Uniform format for use in health IT records expected to improve matching of patient records and data sharing, but gaps remain.

Matching electronic patient records across the care continuum just became a little easier, now that the Office of the National Coordinator for Health IT (ONC) has released its preferred structure for patient addresses.

The Technical Specification Final Version 1.0, published on January 7, is a product of ONC’s Project US@ (“Project USA”), a collaborative industry-wide effort. It included more than 150 participants, including standards development organizations, health IT developers, payers, provider organizations, state and federal agencies, and research, advocacy and public health organizations.

The new format is a unified, cross-standards healthcare specification that can be used for representing patient addresses to improve patient matching in the industry. ONC encourages health IT developers, providers and other stakeholders to adopt and use the new format.

For instance, the new technical specification addresses, among other things, the recommended use of particular address elements, capitalization, punctuation, approved abbreviations and the use of special characters.

A patient’s address is one of the most important components of patient record matching and one of the most impactful, the agencies and stakeholder organizations say. People’s addresses change frequently; they are also written in a wide variety of ways and often entered into a patient’s record incorrectly.

“A standardized patient address might seem like a small thing, but that’s precisely why this work was important. Improving the accuracy and consistency of addresses will have a big impact if implemented at scale,” said Steve Posnack, deputy national coordinator for health IT in a statement.

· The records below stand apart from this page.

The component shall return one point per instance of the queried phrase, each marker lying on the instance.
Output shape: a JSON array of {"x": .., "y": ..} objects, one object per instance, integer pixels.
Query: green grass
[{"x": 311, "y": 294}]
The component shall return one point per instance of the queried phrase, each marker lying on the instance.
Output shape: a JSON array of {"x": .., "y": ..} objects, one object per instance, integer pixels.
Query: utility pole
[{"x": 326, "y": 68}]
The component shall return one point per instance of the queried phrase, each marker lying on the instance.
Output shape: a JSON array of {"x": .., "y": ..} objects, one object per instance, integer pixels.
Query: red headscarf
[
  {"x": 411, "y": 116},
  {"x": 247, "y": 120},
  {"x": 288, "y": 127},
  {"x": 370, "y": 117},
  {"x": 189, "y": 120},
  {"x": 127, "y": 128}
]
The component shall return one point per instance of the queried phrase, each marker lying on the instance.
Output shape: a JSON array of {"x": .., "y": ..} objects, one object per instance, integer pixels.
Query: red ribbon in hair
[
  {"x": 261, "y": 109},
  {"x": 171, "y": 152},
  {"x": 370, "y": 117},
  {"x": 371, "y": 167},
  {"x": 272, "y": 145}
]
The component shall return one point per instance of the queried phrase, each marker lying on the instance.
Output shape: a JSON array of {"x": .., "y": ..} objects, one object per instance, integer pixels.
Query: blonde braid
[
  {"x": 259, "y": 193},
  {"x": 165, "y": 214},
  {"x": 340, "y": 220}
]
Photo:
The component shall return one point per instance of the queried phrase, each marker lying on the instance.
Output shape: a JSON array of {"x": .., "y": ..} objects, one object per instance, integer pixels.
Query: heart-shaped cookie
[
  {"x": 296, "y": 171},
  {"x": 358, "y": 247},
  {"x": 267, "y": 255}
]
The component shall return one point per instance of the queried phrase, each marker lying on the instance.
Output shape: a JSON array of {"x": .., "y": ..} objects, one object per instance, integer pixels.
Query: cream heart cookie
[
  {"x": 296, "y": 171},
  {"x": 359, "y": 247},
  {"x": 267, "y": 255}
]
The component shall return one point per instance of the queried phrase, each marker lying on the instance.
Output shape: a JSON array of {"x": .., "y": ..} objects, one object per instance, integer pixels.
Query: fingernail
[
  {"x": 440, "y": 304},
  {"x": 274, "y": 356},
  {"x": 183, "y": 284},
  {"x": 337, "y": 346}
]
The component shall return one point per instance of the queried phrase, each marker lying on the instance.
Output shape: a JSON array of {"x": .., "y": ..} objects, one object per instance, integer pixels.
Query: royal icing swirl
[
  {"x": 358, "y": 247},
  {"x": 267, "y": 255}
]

ONC had received almost 130 comments on the draft technical specification, issued in 2021.

ONC also released a companion guide, developed in collaboration with the American Health Information Management Association, that provides best practices for the timely and accurate capture and management of addresses when using the new specification.

In a related blog post also released January 7, ONC noted that its work on the patient address specification was not complete. In 2022, the agency will continue to focus on unfinished business, including geolocation data and tribal communities.

Accurate patient matching is a critical component of interoperability and patient safety. Improving matching is expected to reduce or avoid\ duplicate, incomplete or inaccurate records, unnecessary care and testing, mismatched records, and higher costs.

However, linking a patient to all of his or her medical records remains a major challenge. There currently is no standardized way to create a complete, longitudinal health record for patients. Current methods are only partially effective, and often require the use of manual matching, which is expensive and time consuming, industry analysts note.

The release of a standardized format for patient addresses is welcome news in the industry. 

“Interoperability, the seamless transfer of patient data between authorize[d] stakeholders, is a critical component of an improved and more efficient healthcare delivery system. However, for information to be shared effectively and to reduce the possibility of patient harm, the medical information being transmitted must be associated with the correct patient. The announcement today by the Office of the National Coordinator for Health Information Technology is an important step forward in assuring patients, providers and others that medical records are being accurately matched,” said Charles Stellar, president and CEO of  WEDI, a leading health IT advisory organization.

However, additional work on standardization is needed to improve data sharing and reduce patient harm, he added.